Is this behaviour normal? Retrieving data takes so much more than inserting data?
EDIT:
Full test information
1) Insert log
This is ApacheBench, Version 2.3 <$Revision: 655654 $>
Copyright 1996 Adam Twiss, Zeus Technology Ltd, http://www.zeustech.net/
Licensed to The Apache Software Foundation, http://www.apache.org/
Benchmarking localhost (be patient)
Server Software: log-server
Server Hostname: localhost
Server Port: 3010
Document Path: /log
Document Length: 0 bytes
Concurrency Level: 10
Time taken for tests: 6.502 seconds
Complete requests: 5000
Failed requests: 0
Write errors: 0
Total transferred: 2240634 bytes
Total PUT: 935000
HTML transferred: 0 bytes
Requests per second: 768.99 [#/sec] (mean)
Time per request: 13.004 [ms] (mean)
Time per request: 1.300 [ms] (mean, across all concurrent requests)
Transfer rate: 336.53 [Kbytes/sec] received
140.43 kb/s sent
476.96 kb/s total
Connection Times (ms)
min mean[+/-sd] median max
Connect: 0 0 0.1 0 3
Processing: 6 13 3.9 12 39
Waiting: 6 12 3.9 11 39
Total: 6 13 3.9 12 39
Percentage of the requests served within a certain time (ms)
50% 12
66% 12
75% 12
80% 13
90% 15
95% 24
98% 26
99% 30
100% 39 (longest request)
2) Last 100 logs
This is ApacheBench, Version 2.3 <$Revision: 655654 $>
Copyright 1996 Adam Twiss, Zeus Technology Ltd, http://www.zeustech.net/
Licensed to The Apache Software Foundation, http://www.apache.org/
Benchmarking localhost (be patient)
Server Software: log-server
Server Hostname: localhost
Server Port: 3010
Document Path: /log
Document Length: 4601 bytes
Concurrency Level: 10
Time taken for tests: 46.528 seconds
Complete requests: 5000
Failed requests: 0
Write errors: 0
Total transferred: 25620233 bytes
HTML transferred: 23005000 bytes
Requests per second: 107.46 [#/sec] (mean)
Time per request: 93.057 [ms] (mean)
Time per request: 9.306 [ms] (mean, across all concurrent requests)

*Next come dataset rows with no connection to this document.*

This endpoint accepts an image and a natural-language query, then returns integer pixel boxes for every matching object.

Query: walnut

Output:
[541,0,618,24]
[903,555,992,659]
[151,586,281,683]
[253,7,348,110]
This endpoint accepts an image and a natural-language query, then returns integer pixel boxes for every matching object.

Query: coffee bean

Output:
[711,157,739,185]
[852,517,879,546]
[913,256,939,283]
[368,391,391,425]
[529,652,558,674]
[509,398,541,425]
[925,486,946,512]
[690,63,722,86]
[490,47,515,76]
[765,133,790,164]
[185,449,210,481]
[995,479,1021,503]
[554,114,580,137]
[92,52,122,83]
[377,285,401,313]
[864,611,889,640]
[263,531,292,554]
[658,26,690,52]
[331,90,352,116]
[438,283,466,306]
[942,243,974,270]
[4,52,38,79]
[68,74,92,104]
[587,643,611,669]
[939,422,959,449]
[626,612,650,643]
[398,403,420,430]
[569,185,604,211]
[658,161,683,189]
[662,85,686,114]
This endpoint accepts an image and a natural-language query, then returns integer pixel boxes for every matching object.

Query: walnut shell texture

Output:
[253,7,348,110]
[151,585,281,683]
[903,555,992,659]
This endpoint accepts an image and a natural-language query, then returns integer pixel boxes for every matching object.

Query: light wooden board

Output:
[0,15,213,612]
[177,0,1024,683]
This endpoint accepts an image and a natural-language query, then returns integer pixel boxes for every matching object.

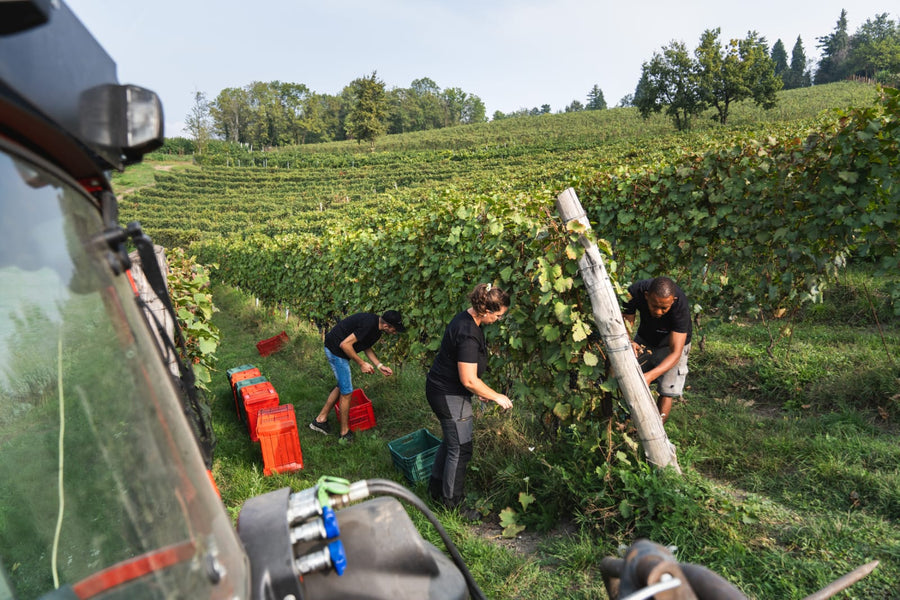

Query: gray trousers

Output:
[426,386,475,506]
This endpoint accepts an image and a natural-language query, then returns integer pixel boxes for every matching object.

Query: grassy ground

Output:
[211,278,900,599]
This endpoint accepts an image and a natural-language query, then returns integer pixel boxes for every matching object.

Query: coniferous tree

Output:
[782,35,812,90]
[772,38,788,77]
[847,13,900,81]
[585,84,606,110]
[815,10,850,85]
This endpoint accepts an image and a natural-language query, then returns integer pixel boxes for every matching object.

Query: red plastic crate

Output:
[228,365,262,415]
[241,381,279,442]
[232,375,269,421]
[256,331,288,356]
[334,388,375,431]
[256,404,303,475]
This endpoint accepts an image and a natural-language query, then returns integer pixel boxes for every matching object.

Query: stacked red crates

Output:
[241,381,279,442]
[256,404,303,475]
[256,331,289,356]
[334,388,375,431]
[227,364,304,475]
[226,365,262,421]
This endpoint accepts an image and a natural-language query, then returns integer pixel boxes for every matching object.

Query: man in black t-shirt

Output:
[622,277,693,423]
[309,310,406,442]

Transfer rate: 537.73 [Kbytes/sec] received
Connection Times (ms)
min mean[+/-sd] median max
Connect: 0 0 0.1 0 1
Processing: 28 93 16.4 92 166
Waiting: 26 85 18.0 86 161
Total: 29 93 16.4 92 166
Percentage of the requests served within a certain time (ms)
50% 92
66% 97
75% 101
80% 104
90% 113
95% 121
98% 131
99% 137
100% 166 (longest request)
Retrieving data from the database
To query the database I use the mongoosejs module. The log schema is defined as:
{
date: { type: Date, 'default': Date.now, index: true },
message: String
}
and the query I execute is the following:
Log.find({}, ['message']).sort('date', -1).limit(100)
Can node applications be profiled in detail?

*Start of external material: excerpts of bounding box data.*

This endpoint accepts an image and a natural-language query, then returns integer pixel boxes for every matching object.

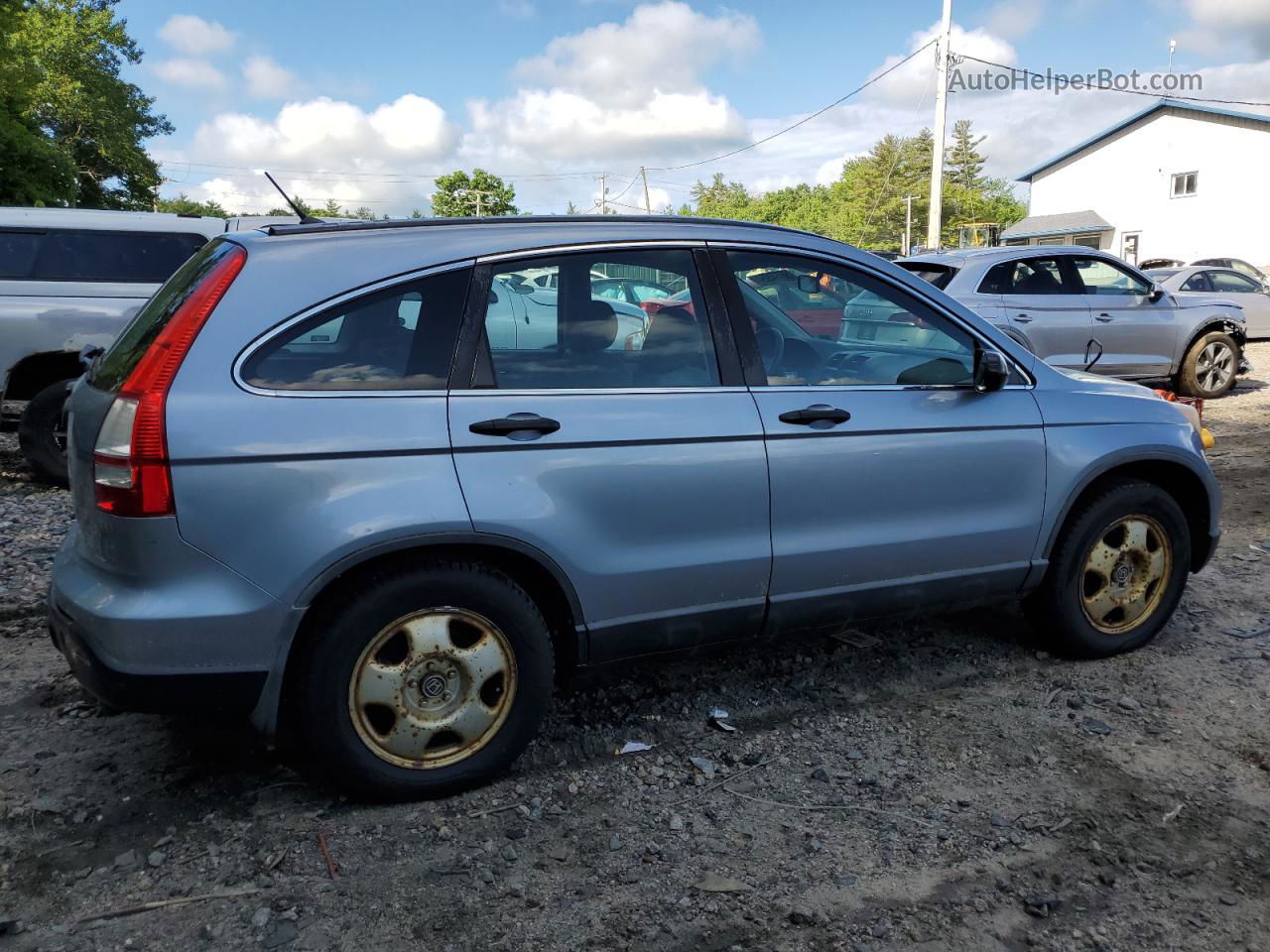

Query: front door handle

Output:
[780,404,851,426]
[467,414,560,439]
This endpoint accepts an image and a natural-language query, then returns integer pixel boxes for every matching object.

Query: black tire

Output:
[1174,330,1239,400]
[18,380,71,489]
[1024,480,1192,657]
[300,561,555,799]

Yes. Use node --prof app.js to create a v8.log, then use linux-tick-processor, mac-tick-processor or windows-tick-processor.bat (in deps/v8/tools in the node src directory) to interpret the log. You have to build d8 in deps/v8 to be able to run the tick processor.
Here's how I do it on my machine:
apt-get install scons
cd ~/development/external/node-0.6.12/deps/v8
scons arch=x64 d8
cd ~/development/projects/foo
node --prof app.js
D8_PATH=~/development/external/node-0.6.12/deps/v8 ~/development/external/node-0.6.12/deps/v8/tools/linux-tick-processor > profile.log
There are also a few tools to make this easier, including node-profiler and v8-profiler (with node-inspector).
Regarding your other question, I would like some more information on how you fetch your data from Mongo, and what the data looks like (I agree with beny23 that it looks like a suspiciously low amount of data).
I strongly suggest taking a look at the DTrace support of Restify. It will likely become your best friend when profiling.